In a dramatic shift in policy, Next Media Limited, has announced that monthly payment for staff will now be based on the achievement of set targets.
Next Media houses brands like NBS TV, Sanyuka TV, Next Radio, Nile Post and NBS Sport.
Sources have told us that the payment policy was supposed to come into effect at the beginning of February but it was delayed for unknown reasons.
We now understand that management has communicated that the policy will be implemented starting this month (March) making a number of employees uneasy.
The policy will affect the “per diem” bit of the salary.
Unlike other organizations which pay workers a consolidated salary at the end of the month, Next Media pays its staff twice a month. The first installment, which is paid between 17 and 20th, is usually referred to as “per diem” or “allowance” and usually constitutes 40% of the total salary. So if one earned Shs 1 million, they would be paid Shs 400,000 in the middle of the month and the remainder at the end.
The last installment which is referred to as “the salary” comes at the tail end of the month.
Under the old arrangement, per diem or salary were not pegged to monthly performance of the employee.
According to the nine page policy document, the company says the arrangement is aimed at encouraging employees “to perform at their best by tying their expense allowance/incentive directly to their performance.”
The company says by linking pay to performance, the policy “aims to drive and improve employees’ skills, productivity, and effectiveness in their roles.”
The company also says its confident that this new payment policy will attract and retain top talent because in their view, “employees who are confident in their ability to earn competitive compensation based on their performance are more likely to stay with the organization where opportunity for financial rewards is commensurate with their contributions.”

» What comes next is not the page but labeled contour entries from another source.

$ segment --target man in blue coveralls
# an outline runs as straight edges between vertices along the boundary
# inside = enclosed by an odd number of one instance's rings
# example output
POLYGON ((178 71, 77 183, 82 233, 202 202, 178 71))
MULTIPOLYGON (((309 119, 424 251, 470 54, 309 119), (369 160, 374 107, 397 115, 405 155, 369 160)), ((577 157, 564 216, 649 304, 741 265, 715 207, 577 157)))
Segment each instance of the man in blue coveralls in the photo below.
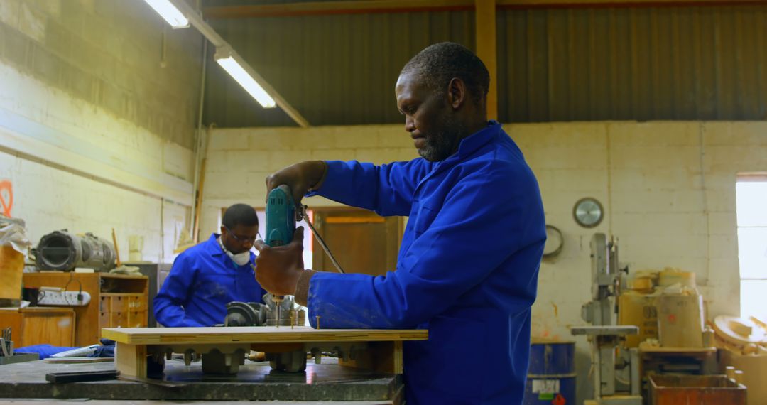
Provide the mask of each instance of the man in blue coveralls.
POLYGON ((253 207, 228 208, 220 235, 214 233, 176 258, 154 298, 157 321, 166 327, 213 326, 224 322, 229 302, 262 302, 266 291, 255 281, 250 251, 258 234, 253 207))
POLYGON ((469 50, 430 46, 395 87, 421 158, 303 162, 267 179, 268 189, 287 184, 296 199, 409 216, 397 271, 384 276, 304 270, 301 229, 285 246, 255 242, 262 285, 295 295, 322 328, 429 329, 428 341, 404 344, 408 403, 522 400, 545 223, 522 152, 487 120, 489 86, 469 50))

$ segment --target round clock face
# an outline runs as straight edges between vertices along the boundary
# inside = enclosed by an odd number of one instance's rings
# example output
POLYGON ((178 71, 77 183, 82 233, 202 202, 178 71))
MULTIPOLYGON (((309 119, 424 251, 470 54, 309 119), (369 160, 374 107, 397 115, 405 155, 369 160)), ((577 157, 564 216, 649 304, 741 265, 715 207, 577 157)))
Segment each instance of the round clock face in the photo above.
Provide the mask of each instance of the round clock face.
POLYGON ((552 258, 562 251, 562 232, 551 225, 546 226, 546 244, 543 247, 543 257, 552 258))
POLYGON ((594 228, 602 222, 604 212, 602 205, 595 199, 586 197, 581 199, 573 207, 573 217, 581 226, 594 228))

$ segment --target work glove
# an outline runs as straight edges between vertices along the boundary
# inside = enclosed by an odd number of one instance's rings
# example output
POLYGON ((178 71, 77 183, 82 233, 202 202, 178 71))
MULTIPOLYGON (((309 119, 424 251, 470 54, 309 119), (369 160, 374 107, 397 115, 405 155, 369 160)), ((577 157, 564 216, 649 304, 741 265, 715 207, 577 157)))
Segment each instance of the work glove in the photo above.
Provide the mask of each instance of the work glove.
POLYGON ((288 166, 266 177, 266 195, 281 184, 287 185, 298 206, 304 194, 322 185, 327 171, 328 164, 322 160, 306 160, 288 166))
POLYGON ((293 240, 283 246, 270 247, 257 240, 253 247, 255 257, 255 280, 266 291, 276 295, 292 295, 304 272, 304 227, 296 228, 293 240))

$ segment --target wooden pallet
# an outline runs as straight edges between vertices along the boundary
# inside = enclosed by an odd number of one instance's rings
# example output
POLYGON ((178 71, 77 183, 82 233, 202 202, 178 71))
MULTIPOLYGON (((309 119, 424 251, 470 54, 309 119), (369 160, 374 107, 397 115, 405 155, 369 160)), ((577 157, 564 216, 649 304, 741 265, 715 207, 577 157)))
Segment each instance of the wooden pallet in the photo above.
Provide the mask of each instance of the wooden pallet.
MULTIPOLYGON (((115 364, 121 375, 146 377, 148 356, 153 351, 212 350, 234 351, 246 347, 265 353, 296 350, 311 351, 314 347, 364 345, 363 355, 340 363, 348 367, 382 372, 402 373, 402 342, 423 341, 428 331, 390 329, 312 329, 308 327, 244 328, 104 328, 104 338, 117 343, 115 364)), ((183 352, 183 351, 176 351, 183 352)))

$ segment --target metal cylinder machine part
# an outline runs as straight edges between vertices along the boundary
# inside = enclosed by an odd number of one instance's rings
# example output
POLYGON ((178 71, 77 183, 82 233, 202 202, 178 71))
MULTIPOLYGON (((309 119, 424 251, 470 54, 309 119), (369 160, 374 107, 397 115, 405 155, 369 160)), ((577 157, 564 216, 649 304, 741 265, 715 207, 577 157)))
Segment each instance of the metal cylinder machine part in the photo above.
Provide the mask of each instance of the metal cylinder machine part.
POLYGON ((45 235, 38 244, 36 262, 41 270, 71 271, 75 268, 108 272, 117 255, 111 242, 91 232, 75 235, 67 229, 45 235))

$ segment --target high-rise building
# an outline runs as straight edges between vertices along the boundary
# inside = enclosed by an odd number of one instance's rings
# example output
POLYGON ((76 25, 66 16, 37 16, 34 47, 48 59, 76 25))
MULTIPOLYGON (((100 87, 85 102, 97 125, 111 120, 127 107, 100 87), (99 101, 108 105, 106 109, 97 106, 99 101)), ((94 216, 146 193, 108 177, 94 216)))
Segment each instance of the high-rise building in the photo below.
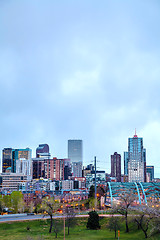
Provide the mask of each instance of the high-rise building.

How it’s going to be implemented
Usually Next Media sets targets employees in each department are supposed to hit every three months. The targets are known as Key Performance Indicators (KPIs). So evaluation has always been done every three months and it is scored out of 100%.
Under the new arrangement, employees will be required to write a weekly report, showing their status as far as achieving the KPIs is concerned. These weekly reports will now form the basis on which marks will be awarded and pay effected.
According to the policy, the company says an employee who will score between 70% and 90% will earn their full “allowance”.
Those who score between 50% and 69% will get 80% of their allowance meaning that if someone earns Shs 300,000 as per diem and scores within this range, they will get Shs 240,000.
The lower the score, the lower the pay. Those who score between 0 and 4% will get nothing at the end of the month.
“The supervisor and the People Office shall have the discretion to determine and assign weights depending on the practicability, and the nature of the deliverables or performance specification/KPI related to each assignment,” the policy notes.
The company also makes it clear that there “shall be no circumstances where an employee can earn back any deducted amount from their expense allowance or incentive and he or she shall not be given an opportunity in the subsequent month or near future to earn back.”
Many staff see the policy differently.
One employee speaking to us on condition of anonymity said by introducing the new policy, the company was trying to reduce its wage bill in a “clever way.”
“I think the company is trying to cut costs so the softest thing is to target pay,” said one employee.
Another staff told us that given the fact that the setting of targets at Next Media has always been a contentious matter, the new payment arrangement has already caused uproar.
“Usually top management decides what the targets are rarely consulting us. Some of the targets are not realistic,” said the staff.